Contracts for construction/repair/maintenance of buildings, roads, bridges, or ferries are let by the provincial supervisor with approval of the provincial board, and no payment is made except upon the supervisor’s certificate that payment is due. Before letting, the supervisor must prepare plans/specifications and cost estimates for board consideration.
If the cost exceeds $500 (U.S. money), the work must be let to the lowest responsible bidder after at least ten days’ public notice by advertisement in a newspaper of general circulation in the province, or if none, posted at the main entrance of the supervisor’s office in the capital for ten days.
No such contract may be entered into until the provincial treasurer certifies that there is sufficient money in the provincial treasury to meet the estimated lawful construction cost; after filing the certification and entering the contract, that certified sum is treated as not subject to warrant except for obligations of the contract.
Provincial taxes are collected in the same manner and at the same time as municipal taxes under the Municipal Code, including enforcement, delinquent tax sale, redemption, penalties, and remedies for alleged unjust taxes. A taxpayer disputing legality of provincial taxes may appeal to the same board of tax appeals process provided for municipal taxes.

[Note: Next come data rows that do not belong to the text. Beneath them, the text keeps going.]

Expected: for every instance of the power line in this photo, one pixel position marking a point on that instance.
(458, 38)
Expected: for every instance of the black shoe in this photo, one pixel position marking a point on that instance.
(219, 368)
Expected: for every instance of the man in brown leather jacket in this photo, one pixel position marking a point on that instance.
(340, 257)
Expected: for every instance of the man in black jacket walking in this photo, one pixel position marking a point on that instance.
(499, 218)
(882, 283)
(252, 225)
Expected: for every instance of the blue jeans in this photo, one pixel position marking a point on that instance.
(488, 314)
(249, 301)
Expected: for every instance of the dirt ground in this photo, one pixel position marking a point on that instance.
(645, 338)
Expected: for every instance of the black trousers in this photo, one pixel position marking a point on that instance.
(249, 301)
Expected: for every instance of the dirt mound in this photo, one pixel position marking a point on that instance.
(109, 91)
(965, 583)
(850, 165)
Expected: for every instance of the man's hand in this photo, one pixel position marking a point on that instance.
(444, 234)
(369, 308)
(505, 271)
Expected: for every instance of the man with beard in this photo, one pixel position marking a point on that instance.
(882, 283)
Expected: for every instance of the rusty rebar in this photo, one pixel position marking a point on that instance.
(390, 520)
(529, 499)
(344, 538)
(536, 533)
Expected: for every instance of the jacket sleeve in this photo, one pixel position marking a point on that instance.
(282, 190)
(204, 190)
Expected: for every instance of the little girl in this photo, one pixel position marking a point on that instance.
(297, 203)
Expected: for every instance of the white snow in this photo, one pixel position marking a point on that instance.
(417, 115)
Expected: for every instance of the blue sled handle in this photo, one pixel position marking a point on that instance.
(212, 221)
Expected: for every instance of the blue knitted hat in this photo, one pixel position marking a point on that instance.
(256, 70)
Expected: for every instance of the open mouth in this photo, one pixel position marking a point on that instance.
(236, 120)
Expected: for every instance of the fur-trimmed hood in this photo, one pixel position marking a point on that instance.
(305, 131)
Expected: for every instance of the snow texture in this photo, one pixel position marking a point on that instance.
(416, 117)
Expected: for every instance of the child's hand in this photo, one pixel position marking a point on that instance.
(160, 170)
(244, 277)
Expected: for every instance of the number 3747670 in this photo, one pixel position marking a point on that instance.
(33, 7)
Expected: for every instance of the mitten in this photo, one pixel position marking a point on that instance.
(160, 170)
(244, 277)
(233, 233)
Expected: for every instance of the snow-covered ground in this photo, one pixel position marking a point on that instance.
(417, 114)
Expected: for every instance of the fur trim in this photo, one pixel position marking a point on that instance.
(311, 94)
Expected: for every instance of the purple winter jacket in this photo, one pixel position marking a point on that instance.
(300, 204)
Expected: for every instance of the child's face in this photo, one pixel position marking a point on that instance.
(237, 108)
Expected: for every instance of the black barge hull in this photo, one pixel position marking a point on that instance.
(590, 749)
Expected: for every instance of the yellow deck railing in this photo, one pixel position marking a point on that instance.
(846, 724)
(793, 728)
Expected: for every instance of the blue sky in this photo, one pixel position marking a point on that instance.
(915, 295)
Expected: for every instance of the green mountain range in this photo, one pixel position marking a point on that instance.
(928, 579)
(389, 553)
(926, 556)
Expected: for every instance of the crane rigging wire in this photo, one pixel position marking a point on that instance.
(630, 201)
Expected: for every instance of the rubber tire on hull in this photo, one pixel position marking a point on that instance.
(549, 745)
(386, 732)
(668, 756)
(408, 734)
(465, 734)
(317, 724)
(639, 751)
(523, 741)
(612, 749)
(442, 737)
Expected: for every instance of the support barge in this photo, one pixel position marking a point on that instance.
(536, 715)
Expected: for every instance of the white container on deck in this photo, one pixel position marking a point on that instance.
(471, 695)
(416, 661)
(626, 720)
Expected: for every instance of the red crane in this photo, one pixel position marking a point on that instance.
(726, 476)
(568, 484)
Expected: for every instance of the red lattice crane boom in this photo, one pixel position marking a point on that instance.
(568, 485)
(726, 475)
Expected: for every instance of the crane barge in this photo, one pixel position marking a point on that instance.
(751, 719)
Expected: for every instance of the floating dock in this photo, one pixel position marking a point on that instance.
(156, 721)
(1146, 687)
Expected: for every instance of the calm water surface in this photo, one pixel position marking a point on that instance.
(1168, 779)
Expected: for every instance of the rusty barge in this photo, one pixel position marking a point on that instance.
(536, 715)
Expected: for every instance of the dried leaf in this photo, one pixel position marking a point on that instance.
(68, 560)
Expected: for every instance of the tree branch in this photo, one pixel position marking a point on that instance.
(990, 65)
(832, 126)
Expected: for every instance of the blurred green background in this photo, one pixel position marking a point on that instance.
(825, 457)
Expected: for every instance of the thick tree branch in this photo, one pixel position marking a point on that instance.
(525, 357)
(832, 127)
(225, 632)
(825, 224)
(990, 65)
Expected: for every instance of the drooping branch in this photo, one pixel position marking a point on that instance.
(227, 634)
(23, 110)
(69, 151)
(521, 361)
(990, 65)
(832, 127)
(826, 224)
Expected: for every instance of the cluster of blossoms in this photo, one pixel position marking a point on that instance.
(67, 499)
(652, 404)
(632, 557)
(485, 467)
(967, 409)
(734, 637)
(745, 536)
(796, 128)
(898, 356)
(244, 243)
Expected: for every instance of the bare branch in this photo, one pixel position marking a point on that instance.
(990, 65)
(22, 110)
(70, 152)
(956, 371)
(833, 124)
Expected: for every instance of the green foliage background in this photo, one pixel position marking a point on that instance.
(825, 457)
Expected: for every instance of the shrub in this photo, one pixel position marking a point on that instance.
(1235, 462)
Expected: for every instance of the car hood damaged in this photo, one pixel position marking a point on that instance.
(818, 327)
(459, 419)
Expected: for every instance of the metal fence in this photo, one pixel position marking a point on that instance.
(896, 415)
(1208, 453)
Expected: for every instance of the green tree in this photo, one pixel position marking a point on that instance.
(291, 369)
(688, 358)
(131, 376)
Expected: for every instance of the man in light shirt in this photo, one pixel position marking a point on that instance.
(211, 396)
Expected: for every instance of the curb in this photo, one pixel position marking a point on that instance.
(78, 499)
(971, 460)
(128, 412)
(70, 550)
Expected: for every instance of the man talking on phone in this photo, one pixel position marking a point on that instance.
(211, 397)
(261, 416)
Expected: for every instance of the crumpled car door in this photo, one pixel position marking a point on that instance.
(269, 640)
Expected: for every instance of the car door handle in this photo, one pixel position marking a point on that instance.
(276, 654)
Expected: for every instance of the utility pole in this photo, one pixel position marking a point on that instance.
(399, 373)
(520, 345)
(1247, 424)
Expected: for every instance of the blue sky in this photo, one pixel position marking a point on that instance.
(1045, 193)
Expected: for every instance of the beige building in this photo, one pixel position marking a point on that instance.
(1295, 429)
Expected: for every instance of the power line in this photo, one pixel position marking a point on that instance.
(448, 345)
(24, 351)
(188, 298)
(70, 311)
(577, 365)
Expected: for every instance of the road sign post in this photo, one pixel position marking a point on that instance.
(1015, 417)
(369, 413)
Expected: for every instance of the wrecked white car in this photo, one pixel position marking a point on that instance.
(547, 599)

Upon discovery of defalcation, the examining officer not being the Insular Treasurer notifies him; the Insular Treasurer then seizes the office and all books/papers/vouchers/cash pending exact determination of liability. Sureties are notified. The provincial fiscal must immediately sue to recover amounts due upon the official bond (with the account stated by the Insular Treasurer as prima facie evidence). Criminal proceedings must also be instituted.